Japanese military rebellion

The Takebashi incident was an armed rebellion that occurred on August 23, 1878, in which 260 members of the Imperial Guard of the Imperial Japanese Army mutinied and killed officers. The motivation for the incident was the desire of those individuals to be paid for their part in quelling the Satsuma Rebellion. The rioters were stationed at the Imperial Guard headquarters in Takebashi, which was just north of Akasaka Palace.
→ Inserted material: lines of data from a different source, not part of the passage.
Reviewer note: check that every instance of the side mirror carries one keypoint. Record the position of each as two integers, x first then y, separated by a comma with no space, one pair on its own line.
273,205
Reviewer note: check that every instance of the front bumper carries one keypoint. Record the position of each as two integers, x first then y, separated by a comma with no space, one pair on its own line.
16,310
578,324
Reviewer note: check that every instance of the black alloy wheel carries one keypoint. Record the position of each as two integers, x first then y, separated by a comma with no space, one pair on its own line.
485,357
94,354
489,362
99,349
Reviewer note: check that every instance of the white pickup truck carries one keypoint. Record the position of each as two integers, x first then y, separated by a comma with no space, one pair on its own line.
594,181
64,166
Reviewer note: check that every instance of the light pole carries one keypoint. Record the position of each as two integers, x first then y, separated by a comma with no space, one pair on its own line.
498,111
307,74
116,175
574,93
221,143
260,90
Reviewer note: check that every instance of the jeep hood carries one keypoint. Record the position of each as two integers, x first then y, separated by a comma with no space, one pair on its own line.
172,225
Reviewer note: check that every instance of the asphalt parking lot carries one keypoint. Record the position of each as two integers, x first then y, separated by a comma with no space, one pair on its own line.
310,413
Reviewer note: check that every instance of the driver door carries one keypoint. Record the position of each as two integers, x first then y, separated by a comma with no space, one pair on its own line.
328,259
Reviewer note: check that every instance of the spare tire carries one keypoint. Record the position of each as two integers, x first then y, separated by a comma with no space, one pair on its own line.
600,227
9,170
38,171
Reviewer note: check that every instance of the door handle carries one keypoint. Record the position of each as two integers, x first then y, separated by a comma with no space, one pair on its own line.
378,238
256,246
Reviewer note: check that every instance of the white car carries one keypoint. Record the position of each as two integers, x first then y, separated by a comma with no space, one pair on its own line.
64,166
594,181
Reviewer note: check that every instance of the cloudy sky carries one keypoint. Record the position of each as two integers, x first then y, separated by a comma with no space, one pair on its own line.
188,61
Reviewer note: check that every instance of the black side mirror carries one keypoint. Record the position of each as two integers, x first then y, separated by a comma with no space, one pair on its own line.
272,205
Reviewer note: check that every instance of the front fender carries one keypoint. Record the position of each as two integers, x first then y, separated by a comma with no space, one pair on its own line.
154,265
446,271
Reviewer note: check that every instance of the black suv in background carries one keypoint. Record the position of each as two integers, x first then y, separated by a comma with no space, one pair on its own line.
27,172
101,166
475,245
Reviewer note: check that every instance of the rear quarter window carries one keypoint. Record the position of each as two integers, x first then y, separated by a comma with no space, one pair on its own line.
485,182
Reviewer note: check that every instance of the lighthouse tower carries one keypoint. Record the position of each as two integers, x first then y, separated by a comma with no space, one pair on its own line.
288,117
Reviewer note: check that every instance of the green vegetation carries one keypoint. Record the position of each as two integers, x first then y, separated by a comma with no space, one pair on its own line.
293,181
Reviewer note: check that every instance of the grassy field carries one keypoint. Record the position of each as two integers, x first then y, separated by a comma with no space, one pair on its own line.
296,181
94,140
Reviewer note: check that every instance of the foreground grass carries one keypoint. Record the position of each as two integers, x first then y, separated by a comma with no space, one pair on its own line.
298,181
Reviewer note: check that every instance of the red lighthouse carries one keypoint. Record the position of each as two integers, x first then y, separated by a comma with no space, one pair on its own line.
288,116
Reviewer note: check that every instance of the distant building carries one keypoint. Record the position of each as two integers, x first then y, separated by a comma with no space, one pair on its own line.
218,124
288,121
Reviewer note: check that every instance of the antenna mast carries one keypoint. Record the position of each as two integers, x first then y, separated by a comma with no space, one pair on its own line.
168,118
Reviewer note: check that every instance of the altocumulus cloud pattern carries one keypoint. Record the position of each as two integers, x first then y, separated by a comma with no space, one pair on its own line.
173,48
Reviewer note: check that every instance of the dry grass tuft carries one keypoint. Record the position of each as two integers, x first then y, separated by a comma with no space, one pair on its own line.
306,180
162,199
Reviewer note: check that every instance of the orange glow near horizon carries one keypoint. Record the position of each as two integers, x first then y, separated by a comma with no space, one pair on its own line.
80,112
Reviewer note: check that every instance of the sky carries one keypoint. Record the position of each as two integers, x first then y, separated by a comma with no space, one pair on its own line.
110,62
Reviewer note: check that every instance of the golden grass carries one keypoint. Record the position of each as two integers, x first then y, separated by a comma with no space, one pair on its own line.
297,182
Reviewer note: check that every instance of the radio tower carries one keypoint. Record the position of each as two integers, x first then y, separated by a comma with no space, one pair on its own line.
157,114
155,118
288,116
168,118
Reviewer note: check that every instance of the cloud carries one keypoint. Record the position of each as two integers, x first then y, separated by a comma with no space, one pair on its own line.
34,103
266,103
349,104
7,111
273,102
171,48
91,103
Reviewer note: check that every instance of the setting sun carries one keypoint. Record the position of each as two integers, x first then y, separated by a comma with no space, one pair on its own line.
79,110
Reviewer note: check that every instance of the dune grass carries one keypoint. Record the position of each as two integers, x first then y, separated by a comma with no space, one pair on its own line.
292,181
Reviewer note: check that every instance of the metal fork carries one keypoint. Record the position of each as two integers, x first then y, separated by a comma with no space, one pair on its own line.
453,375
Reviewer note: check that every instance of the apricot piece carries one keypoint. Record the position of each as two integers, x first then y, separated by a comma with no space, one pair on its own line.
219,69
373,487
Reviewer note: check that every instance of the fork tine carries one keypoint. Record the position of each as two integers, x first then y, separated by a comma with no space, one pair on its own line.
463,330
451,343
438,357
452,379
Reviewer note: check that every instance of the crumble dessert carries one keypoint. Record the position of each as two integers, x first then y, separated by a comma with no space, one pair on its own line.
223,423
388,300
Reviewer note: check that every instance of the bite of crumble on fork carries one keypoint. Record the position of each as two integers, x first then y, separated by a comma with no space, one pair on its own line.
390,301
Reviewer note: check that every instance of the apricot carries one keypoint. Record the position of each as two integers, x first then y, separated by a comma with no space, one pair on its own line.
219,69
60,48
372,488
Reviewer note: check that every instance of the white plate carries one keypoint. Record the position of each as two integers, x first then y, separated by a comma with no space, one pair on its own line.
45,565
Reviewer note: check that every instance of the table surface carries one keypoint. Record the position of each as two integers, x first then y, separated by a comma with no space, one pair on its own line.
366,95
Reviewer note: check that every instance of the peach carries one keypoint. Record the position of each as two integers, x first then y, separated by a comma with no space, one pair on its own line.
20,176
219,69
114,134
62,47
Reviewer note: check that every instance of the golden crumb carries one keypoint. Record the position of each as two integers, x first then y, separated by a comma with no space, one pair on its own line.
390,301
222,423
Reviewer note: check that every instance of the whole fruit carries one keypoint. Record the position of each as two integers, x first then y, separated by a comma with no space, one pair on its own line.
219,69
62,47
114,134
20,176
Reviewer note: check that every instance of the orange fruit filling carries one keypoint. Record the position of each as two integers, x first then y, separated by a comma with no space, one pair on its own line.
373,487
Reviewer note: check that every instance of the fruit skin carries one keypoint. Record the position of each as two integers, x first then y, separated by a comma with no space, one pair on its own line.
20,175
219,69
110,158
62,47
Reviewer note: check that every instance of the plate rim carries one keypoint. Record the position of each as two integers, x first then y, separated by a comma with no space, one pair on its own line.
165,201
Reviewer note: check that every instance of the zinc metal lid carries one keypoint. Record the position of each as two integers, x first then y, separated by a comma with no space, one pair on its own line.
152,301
The rioters were planning on burning down the palace. The government executed 55 of the rioters after putting down the mutiny.

The Meiji Restoration, which took place in the late 19th century, was a period in Japanese history when the country underwent significant transformations. It marked the end of the feudal era and the beginning of the modernization process. The restoration was driven by a strong desire for Japan to catch up with the West and achieve modernization.

== Conscription disruption incident ==
The Takebashi Incident took place in Tokyo, the capital of Japan at the time. It was a response to the low payment for hard work, forced conscription of young men into the Imperial Japanese Army. The conscription, which was part of the government's efforts to modernize the country's military forces, was met with resistance from some sections of the population.

On August 23, a group of dissatisfied individuals, led by a former samurai named Takebashi Katsumi, gathered near the Takebashi Bridge in Tokyo. They aimed to disrupt the operation of the conscription office, which was located nearby.

== Reaction and Suppression ==
The Takebashi Incident did not go unnoticed by the government. The Meiji government, which was committed to modernizing the country, took immediate action to suppress the rebellion. The Imperial Japanese Army and police were dispatched to confront the protestors and take control of the situation.

The confrontation between the government forces and the protestors turned violent. Several protestors were killed or wounded, and Takebashi himself was killed during the skirmish. The government's swift response put an end to the rebellion within a few hours.